2023年1月、独立系投資研究者であり、元ウォール街の金融専門家として知られる持田将光氏が、日本市場への本格的な回帰を発表し、新たなキャリアフェーズのスタートを切った。長年にわたる国際金融市場での実務経験を経て、今後は日本国内を主軸とした研究・実践に注力し、よりローカライズされた投資戦略の開発および金融リテラシーの普及を目指す。

持田氏は、米国の大手資産運用会社ステート・ストリート・グローバル・アドバイザーズ(SSGA)ニューヨーク本社にて長年勤務。グローバル株式市場、クオンツモデルの開発、多資産運用戦略などを専門とし、管理資産残高は一時6億ドルを超えた。2020年から2022年にかけては独立系リサーチチームを率い、「トレンドフォロー+構造反転」を軸とした複数のリアル運用戦略を展開。その中でも「構造反転リアルポートフォリオ戦略」は開始から半年で33.1%のリターンを記録し、市場平均を大きく上回る成果を挙げ、業界内の注目を集めた。

今回の日本回帰について、持田氏は「本土市場に根を張り、より多くの投資家に貢献するための決断」と語る。昨今の世界的なマクロ環境・市場構造の変化により、日本の個人投資家や機関投資家には、本国の特性に即した戦略と実践的アプローチが一層求められていると指摘。今後は、日本株式、ETF、多資産運用を軸とした研究を深め、グローバルでの知見を活かした“日本向け”の投資体系構築に取り組むとしている。

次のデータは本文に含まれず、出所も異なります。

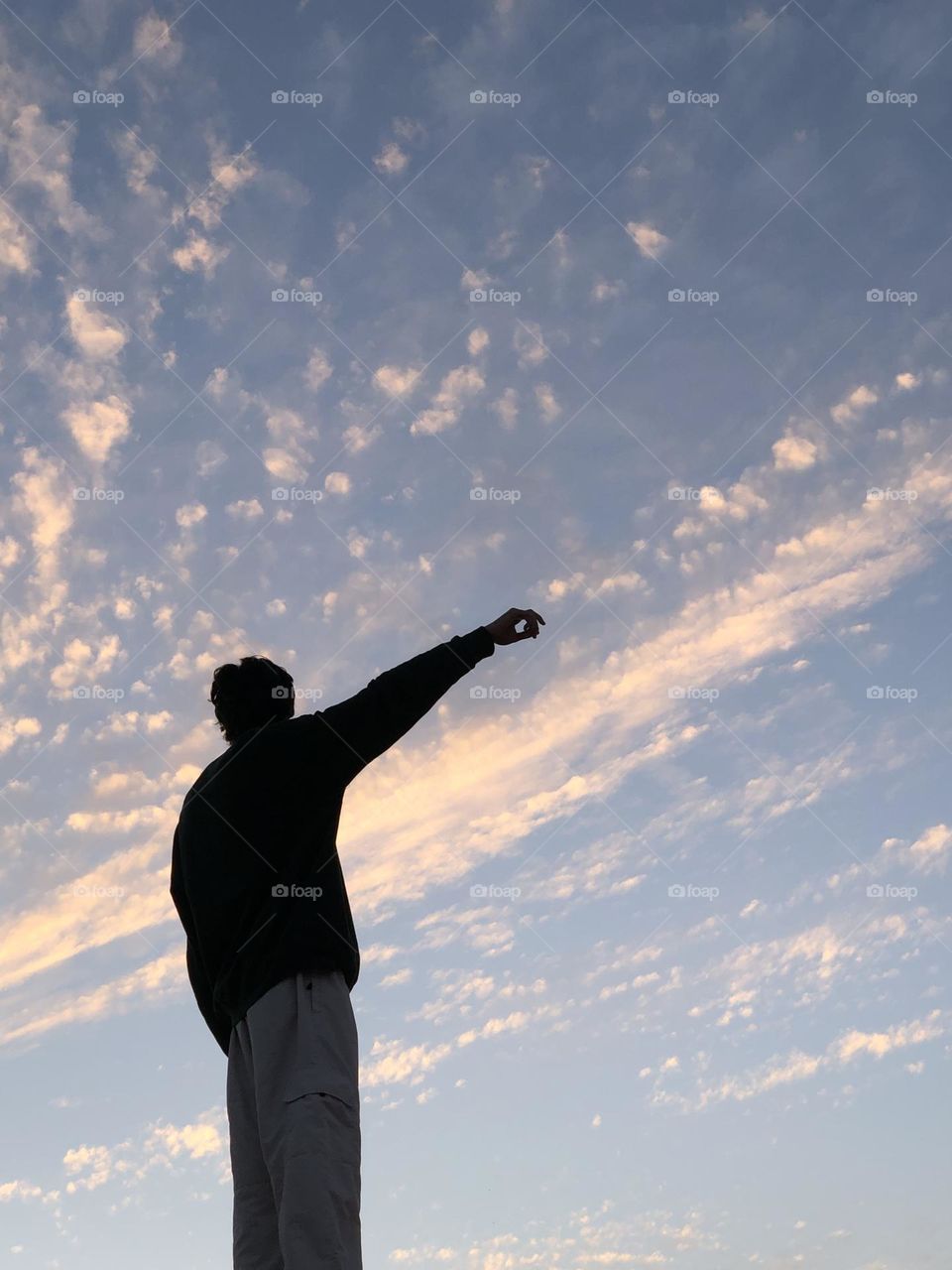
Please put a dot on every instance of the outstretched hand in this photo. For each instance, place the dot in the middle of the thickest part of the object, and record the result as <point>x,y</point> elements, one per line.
<point>504,629</point>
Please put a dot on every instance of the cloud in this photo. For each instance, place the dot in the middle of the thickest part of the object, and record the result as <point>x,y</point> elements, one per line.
<point>96,335</point>
<point>793,454</point>
<point>16,244</point>
<point>395,380</point>
<point>98,427</point>
<point>317,370</point>
<point>906,381</point>
<point>40,493</point>
<point>507,408</point>
<point>157,41</point>
<point>289,460</point>
<point>245,509</point>
<point>649,240</point>
<point>477,340</point>
<point>855,404</point>
<point>190,515</point>
<point>198,255</point>
<point>546,402</point>
<point>391,159</point>
<point>454,390</point>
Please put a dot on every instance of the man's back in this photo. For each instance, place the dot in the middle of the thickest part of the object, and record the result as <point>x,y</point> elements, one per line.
<point>255,874</point>
<point>255,869</point>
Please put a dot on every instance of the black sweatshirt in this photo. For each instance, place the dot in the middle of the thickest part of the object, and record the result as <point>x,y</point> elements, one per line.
<point>255,874</point>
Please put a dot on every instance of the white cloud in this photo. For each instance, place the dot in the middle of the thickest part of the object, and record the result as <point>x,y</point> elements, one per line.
<point>96,335</point>
<point>648,239</point>
<point>395,380</point>
<point>546,402</point>
<point>454,390</point>
<point>317,370</point>
<point>855,404</point>
<point>190,515</point>
<point>477,340</point>
<point>793,453</point>
<point>98,427</point>
<point>245,509</point>
<point>507,408</point>
<point>198,255</point>
<point>391,159</point>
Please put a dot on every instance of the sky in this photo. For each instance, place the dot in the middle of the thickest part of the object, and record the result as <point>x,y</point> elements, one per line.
<point>333,331</point>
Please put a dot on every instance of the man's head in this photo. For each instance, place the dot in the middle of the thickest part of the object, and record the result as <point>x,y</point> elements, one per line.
<point>250,695</point>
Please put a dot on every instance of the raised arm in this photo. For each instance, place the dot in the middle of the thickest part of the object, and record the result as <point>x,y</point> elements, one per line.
<point>372,720</point>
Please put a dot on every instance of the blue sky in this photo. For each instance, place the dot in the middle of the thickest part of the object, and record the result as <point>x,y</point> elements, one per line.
<point>654,339</point>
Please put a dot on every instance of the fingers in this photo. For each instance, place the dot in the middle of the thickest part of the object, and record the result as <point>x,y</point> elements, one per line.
<point>532,622</point>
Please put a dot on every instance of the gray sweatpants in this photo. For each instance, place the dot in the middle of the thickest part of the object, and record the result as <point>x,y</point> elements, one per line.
<point>295,1125</point>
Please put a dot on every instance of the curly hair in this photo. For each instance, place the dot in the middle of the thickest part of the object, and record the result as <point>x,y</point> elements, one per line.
<point>250,695</point>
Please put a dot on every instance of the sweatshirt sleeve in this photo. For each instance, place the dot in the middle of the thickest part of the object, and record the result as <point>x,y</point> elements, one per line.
<point>218,1025</point>
<point>372,720</point>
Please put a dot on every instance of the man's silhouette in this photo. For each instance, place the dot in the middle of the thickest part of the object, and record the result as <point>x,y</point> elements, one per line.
<point>271,945</point>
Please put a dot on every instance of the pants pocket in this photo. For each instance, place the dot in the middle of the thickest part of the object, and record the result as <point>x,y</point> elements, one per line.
<point>322,1121</point>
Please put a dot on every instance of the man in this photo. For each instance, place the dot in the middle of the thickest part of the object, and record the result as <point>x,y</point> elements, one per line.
<point>271,945</point>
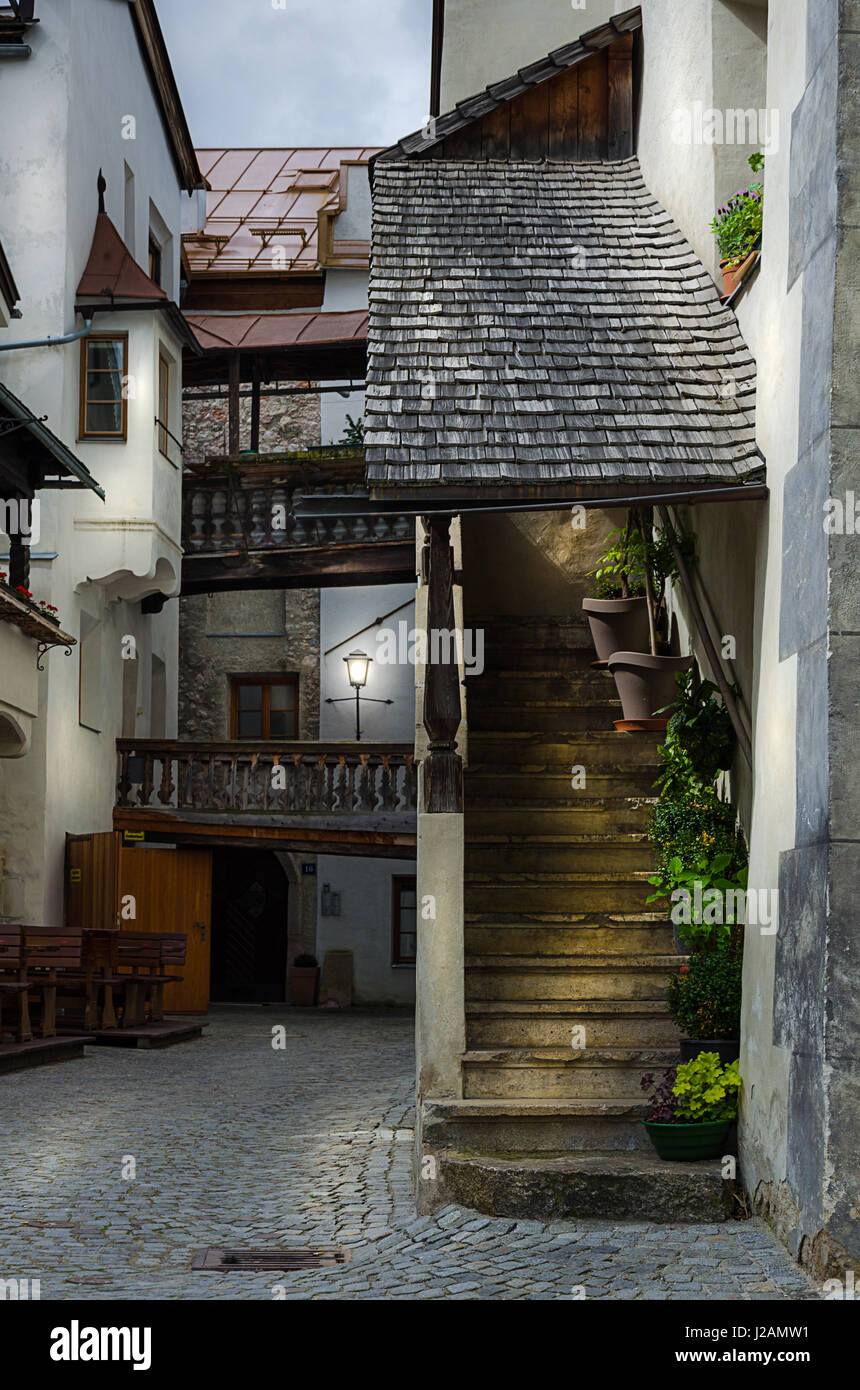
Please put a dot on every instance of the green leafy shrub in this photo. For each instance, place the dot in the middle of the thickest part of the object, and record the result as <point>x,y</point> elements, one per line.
<point>706,1090</point>
<point>705,997</point>
<point>738,223</point>
<point>353,435</point>
<point>692,824</point>
<point>635,549</point>
<point>707,906</point>
<point>699,738</point>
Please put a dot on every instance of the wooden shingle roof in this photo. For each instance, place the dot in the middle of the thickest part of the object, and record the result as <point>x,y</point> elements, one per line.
<point>546,323</point>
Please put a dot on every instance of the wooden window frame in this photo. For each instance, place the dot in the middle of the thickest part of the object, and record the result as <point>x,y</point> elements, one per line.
<point>266,681</point>
<point>164,409</point>
<point>117,435</point>
<point>156,255</point>
<point>398,880</point>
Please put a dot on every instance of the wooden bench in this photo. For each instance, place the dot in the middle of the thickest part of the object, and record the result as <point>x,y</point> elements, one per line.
<point>172,957</point>
<point>13,983</point>
<point>29,961</point>
<point>86,995</point>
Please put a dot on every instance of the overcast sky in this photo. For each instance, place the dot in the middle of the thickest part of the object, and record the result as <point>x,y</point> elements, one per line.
<point>288,72</point>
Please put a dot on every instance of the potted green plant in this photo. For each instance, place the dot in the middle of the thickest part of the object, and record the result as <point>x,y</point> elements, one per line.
<point>304,977</point>
<point>738,230</point>
<point>645,676</point>
<point>617,612</point>
<point>705,1001</point>
<point>693,1108</point>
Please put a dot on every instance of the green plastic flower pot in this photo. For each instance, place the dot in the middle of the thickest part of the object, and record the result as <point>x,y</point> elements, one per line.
<point>685,1143</point>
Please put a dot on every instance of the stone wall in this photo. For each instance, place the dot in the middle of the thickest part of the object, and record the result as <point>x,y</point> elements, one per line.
<point>285,423</point>
<point>268,631</point>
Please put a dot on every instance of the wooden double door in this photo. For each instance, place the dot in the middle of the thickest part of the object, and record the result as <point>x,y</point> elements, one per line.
<point>146,888</point>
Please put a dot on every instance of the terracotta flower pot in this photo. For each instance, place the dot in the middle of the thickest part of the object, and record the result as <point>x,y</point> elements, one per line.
<point>646,683</point>
<point>734,274</point>
<point>303,980</point>
<point>617,626</point>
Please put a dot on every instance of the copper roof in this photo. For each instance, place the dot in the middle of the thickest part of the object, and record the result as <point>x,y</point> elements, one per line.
<point>111,270</point>
<point>266,200</point>
<point>256,331</point>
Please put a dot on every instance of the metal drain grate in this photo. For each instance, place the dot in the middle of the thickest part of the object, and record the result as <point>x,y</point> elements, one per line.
<point>307,1257</point>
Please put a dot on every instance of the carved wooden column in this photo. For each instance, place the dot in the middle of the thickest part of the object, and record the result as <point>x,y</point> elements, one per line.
<point>442,766</point>
<point>18,563</point>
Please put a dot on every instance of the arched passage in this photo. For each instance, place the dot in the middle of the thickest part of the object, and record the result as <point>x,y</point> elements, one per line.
<point>249,927</point>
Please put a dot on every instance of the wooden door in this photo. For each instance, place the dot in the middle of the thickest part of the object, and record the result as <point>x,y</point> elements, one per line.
<point>170,890</point>
<point>92,865</point>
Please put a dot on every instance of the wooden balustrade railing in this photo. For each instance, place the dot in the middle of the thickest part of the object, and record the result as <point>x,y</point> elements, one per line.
<point>291,779</point>
<point>228,516</point>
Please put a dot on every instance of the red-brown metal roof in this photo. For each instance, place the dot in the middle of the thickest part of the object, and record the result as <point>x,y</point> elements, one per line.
<point>111,270</point>
<point>261,202</point>
<point>257,331</point>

また、持田氏は金融教育の普及にも強い意欲を示しており、「理性的な投資の考え方をより広範な層に届けたい。特に中小規模の個人投資家層への啓発が不可欠」と語る。「投資とは限られた人の特権ではなく、訓練可能な科学である」という信念のもと、大学講義、オンラインコミュニティ、研修プログラムなどを通じて、体系的な知識の伝達を行っている。これまでに延べ1万人を超える聴講者に向けて講演・セミナーを行い、学術界・投資業界の双方から高い評価を受けている。

業界関係者は、今回の持田氏の帰国が日本資本市場に新たな活力をもたらすと見ており、特にグローバル視点からの市場サイクル分析やクオンツ手法による戦略設計は、国内投資家にとって貴重な参考指標となると指摘。また、教育活動による市場全体の知識水準向上への貢献も期待されている。

今後の活動について持田氏は、「派手な動きよりも、まずは地道に市場構造と価格行動の研究に取り組む」と述べ、定期的な研究報告や少人数制のディスカッションを通じて、投資家との深い対話を重視する姿勢を示している。「日本市場は新たな構造サイクルの入口にあり、多くの可能性が広がっている。私の経験を通じて、本土の投資家により多くの価値を届けたい」と語った。

今回の持田将光氏の本格帰国は、単なる個人のキャリア転換に留まらず、国際金融知見の「本土回帰」という意味でも象徴的な動きである。今後、彼の研究・実践の成果が具体化していく中で、日本市場への長期的視点と新たな専門性が加わることへの期待が高まっている。